There are 10 commitments that guide the work of SeaBOS and have been agreed upon by its members: improving transparency, reducing IUU fishing, eliminating modern slavery, developing and deploying new technology, reducing antibiotics use, reducing the use of plastics, developing a science-based approach toward solving issues facing the seafood industry, achieving sustainable growth of the aquaculture sector, supporting innovations, and reducing greenhouse gas emissions.

SeaBOS members meet formally two times a year but have formed six separate task forces to tackle these 10 commitments with great focus, with agreed-upon time-bound goals for each group, relying on independent research and the sharing of lessons learned from the companies involved.

Among the accomplishments listed in SeaBOS’ report are advances in each of the group’s target initiatives, such as software developed by SeaBOS commercial fishing licenses and crew identities using facial recognition technology; and a separate pilot project that used deck cameras to identify species, catch volume, time and date, and GPS coordinates of all fishing activity, which is then securely stored via blockchain.

SeaBOS has also developed a risk-mapping tool for labor abuse and illegal fishing, and a scientific assessment of best practices in regard to commercial fishing. The SeaBOS companies are currently conducting internal due diligence processes to more completely determine the level of exposure to risks the members have identified, and how to engage with the best practices developed as a result.

One last initiative also being tackled by SeaBOS is how to best trigger positive change in the industry beyond the SeaBOS companies.

“The initiative is something people are inspired by and it creates an imagination of what can be possible and I think that is a really interesting and surprising side effect that is really rewarding,” Österblom said.

Skretting CEO Therese Log Bergjord said the goals set by SeaBOS are not only good for the planet and its inhabitants, but are also proving to be good for the participants’ bottom lines.
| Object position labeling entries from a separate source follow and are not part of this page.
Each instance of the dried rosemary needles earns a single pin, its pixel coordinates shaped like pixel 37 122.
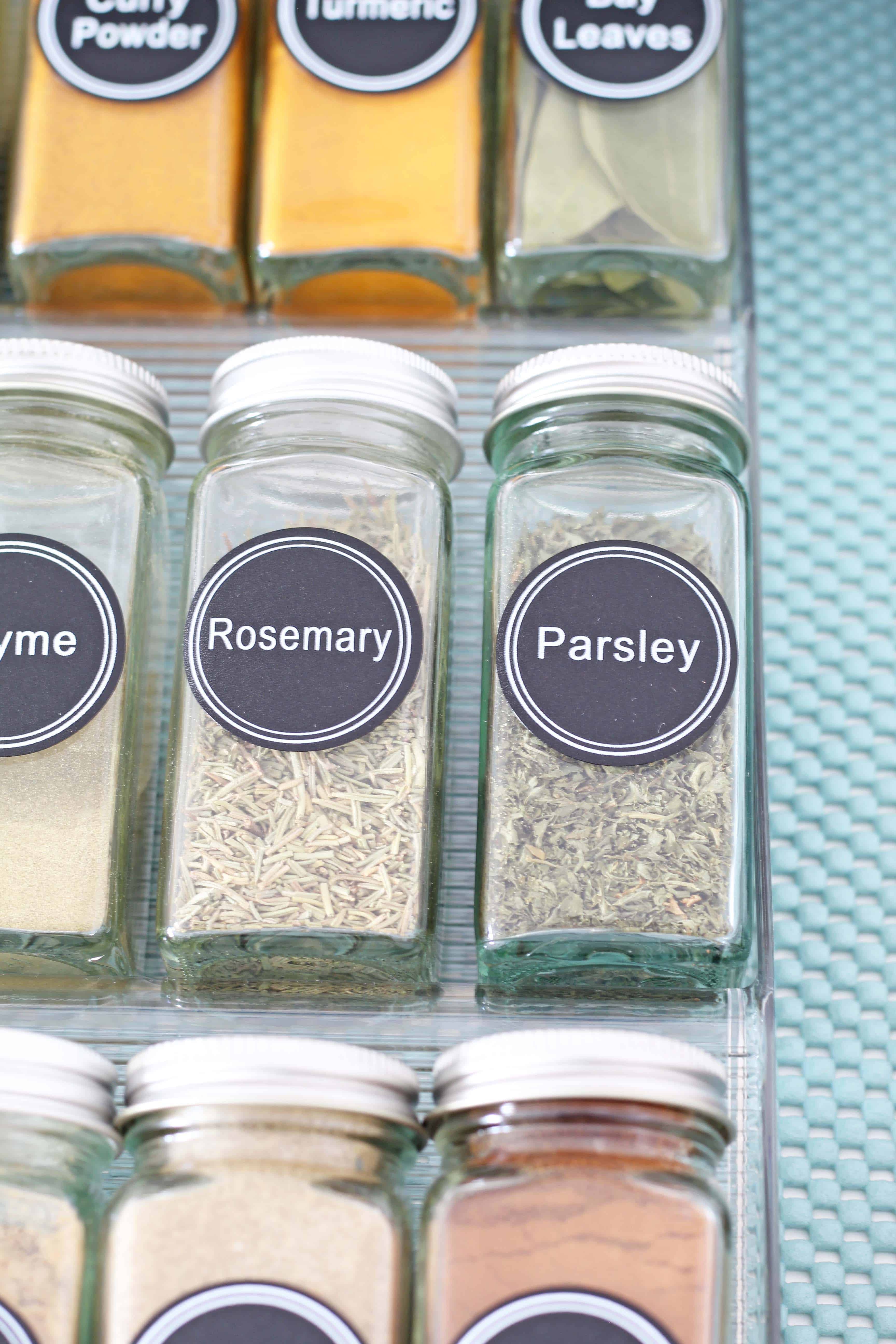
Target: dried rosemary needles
pixel 578 846
pixel 319 841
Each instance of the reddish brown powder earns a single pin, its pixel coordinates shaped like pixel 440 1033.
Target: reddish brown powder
pixel 627 1226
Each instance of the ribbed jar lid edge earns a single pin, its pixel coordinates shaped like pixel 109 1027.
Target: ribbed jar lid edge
pixel 351 369
pixel 299 1072
pixel 620 369
pixel 579 1064
pixel 46 365
pixel 52 1079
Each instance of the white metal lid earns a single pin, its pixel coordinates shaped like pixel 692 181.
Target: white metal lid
pixel 338 369
pixel 579 1064
pixel 57 1080
pixel 621 370
pixel 269 1072
pixel 34 363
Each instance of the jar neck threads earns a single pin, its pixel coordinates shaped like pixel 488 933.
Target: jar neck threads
pixel 347 428
pixel 601 1133
pixel 592 426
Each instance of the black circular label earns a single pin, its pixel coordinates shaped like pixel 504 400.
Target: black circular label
pixel 377 46
pixel 62 643
pixel 13 1330
pixel 303 640
pixel 244 1314
pixel 132 50
pixel 617 652
pixel 621 49
pixel 565 1315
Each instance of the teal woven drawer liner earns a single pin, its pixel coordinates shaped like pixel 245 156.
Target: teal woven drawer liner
pixel 823 139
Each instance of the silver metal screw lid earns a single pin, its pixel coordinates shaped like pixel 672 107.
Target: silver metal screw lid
pixel 269 1072
pixel 57 1080
pixel 621 370
pixel 579 1064
pixel 34 363
pixel 338 369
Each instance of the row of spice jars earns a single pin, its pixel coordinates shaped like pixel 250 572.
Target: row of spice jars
pixel 400 151
pixel 304 800
pixel 268 1193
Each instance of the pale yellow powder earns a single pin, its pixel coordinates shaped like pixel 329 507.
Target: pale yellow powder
pixel 57 819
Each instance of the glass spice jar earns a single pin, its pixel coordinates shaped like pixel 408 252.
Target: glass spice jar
pixel 303 826
pixel 379 212
pixel 56 1143
pixel 619 159
pixel 84 447
pixel 617 804
pixel 268 1195
pixel 131 155
pixel 577 1198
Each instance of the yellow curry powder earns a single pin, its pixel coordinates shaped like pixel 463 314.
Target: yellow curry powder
pixel 120 202
pixel 367 202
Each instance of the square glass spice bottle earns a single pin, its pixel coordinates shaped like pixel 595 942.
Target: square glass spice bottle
pixel 617 797
pixel 56 1143
pixel 130 170
pixel 84 447
pixel 617 150
pixel 303 818
pixel 578 1197
pixel 375 212
pixel 268 1198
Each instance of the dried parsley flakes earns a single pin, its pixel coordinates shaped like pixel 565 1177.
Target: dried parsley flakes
pixel 576 846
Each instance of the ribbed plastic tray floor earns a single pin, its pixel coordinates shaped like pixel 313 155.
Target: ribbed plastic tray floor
pixel 823 125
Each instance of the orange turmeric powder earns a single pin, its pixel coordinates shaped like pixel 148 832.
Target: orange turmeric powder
pixel 130 167
pixel 367 158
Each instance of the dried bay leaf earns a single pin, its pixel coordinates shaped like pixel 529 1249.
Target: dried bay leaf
pixel 565 191
pixel 664 158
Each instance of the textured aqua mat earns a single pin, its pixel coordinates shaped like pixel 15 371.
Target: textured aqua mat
pixel 823 127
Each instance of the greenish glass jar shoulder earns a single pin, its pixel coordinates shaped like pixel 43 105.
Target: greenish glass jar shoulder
pixel 50 1205
pixel 88 478
pixel 605 202
pixel 592 873
pixel 355 912
pixel 248 1209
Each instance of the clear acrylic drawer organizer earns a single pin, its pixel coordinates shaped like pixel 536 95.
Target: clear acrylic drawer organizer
pixel 737 1026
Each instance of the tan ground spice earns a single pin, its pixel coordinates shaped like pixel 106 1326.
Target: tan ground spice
pixel 57 822
pixel 260 1207
pixel 42 1256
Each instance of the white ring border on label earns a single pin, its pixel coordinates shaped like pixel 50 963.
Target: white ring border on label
pixel 402 659
pixel 511 651
pixel 13 1328
pixel 565 1300
pixel 248 1295
pixel 66 68
pixel 109 650
pixel 530 22
pixel 291 34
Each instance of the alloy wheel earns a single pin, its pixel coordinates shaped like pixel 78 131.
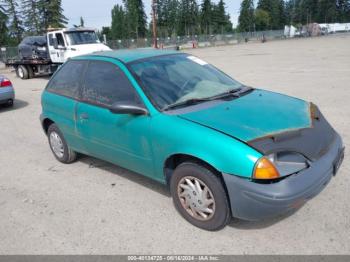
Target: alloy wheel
pixel 196 198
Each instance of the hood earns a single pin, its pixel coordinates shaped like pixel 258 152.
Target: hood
pixel 255 115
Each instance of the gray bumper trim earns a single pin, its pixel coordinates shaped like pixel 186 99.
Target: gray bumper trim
pixel 254 201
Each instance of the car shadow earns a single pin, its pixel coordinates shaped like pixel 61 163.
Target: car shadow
pixel 18 104
pixel 164 190
pixel 124 173
pixel 261 224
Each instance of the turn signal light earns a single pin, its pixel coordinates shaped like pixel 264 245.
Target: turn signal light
pixel 5 83
pixel 265 169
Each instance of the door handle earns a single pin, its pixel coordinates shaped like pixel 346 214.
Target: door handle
pixel 84 116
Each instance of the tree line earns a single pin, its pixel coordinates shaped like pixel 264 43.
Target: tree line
pixel 274 14
pixel 174 18
pixel 19 18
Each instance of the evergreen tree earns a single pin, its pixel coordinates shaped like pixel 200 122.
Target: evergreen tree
pixel 206 17
pixel 106 30
pixel 262 20
pixel 188 18
pixel 82 22
pixel 246 16
pixel 119 23
pixel 51 13
pixel 136 18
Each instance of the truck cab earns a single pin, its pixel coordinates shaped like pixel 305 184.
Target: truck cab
pixel 66 43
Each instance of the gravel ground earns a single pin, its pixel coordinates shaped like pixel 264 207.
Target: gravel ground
pixel 92 207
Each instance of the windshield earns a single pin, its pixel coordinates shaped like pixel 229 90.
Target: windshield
pixel 81 37
pixel 177 78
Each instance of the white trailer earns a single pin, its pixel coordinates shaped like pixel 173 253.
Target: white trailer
pixel 62 44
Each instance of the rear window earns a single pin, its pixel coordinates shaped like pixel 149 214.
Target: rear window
pixel 105 84
pixel 66 81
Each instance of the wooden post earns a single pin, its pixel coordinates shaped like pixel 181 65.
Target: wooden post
pixel 154 22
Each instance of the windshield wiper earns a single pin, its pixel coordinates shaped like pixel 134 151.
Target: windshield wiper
pixel 237 92
pixel 189 102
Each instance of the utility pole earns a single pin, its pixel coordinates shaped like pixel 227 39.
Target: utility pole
pixel 154 23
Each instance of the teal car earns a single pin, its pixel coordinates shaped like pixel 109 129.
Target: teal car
pixel 224 149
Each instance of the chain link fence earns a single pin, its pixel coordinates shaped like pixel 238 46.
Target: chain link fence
pixel 197 40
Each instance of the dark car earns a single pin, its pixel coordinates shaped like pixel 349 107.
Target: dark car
pixel 33 47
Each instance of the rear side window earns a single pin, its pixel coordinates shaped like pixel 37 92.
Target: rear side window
pixel 67 80
pixel 105 84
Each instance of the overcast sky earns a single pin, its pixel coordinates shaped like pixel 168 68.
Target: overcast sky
pixel 98 13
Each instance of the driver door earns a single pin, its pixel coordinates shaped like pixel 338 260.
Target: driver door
pixel 119 138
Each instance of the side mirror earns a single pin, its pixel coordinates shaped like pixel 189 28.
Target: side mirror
pixel 127 108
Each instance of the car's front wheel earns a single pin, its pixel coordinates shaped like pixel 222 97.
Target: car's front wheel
pixel 200 197
pixel 59 146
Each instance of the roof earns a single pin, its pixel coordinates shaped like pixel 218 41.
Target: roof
pixel 127 56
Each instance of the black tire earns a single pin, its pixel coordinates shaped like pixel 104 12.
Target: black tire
pixel 222 214
pixel 9 103
pixel 30 72
pixel 68 155
pixel 22 72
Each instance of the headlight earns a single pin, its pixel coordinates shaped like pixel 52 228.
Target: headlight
pixel 279 165
pixel 264 169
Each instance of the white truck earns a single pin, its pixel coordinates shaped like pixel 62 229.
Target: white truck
pixel 61 45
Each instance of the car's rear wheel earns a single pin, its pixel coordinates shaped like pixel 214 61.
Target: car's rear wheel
pixel 200 197
pixel 59 146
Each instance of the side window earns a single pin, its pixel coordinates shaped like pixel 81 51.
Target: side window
pixel 60 40
pixel 67 80
pixel 105 84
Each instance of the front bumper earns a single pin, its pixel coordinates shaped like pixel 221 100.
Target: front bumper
pixel 6 93
pixel 254 201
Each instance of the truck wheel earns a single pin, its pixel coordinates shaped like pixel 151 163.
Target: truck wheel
pixel 199 196
pixel 30 72
pixel 22 72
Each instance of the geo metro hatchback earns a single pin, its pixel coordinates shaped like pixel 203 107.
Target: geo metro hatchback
pixel 224 149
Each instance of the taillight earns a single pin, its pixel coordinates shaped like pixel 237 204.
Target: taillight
pixel 5 82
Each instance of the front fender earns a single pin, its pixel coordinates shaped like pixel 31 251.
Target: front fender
pixel 221 151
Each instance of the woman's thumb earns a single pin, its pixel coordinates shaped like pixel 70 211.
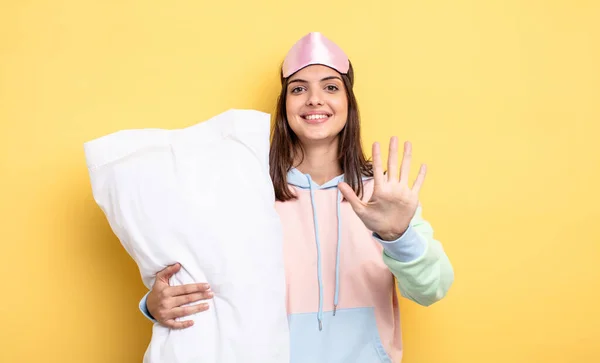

“We’ve learned that again, aquaculture and seafood must play an important role for feeding a growing population and we are undereating seafood compared to the recommendation that we have,” Bergjord said. “For me as a business leader, that’s extremely motivating. That means we have to grow and, by nature, we want to grow our businesses. But we have to and we want to do it in the right way, in a sustainable way, along many lines. For me, it’s listening to the long-term objectives, listening to the challenges, talking to the scientists.”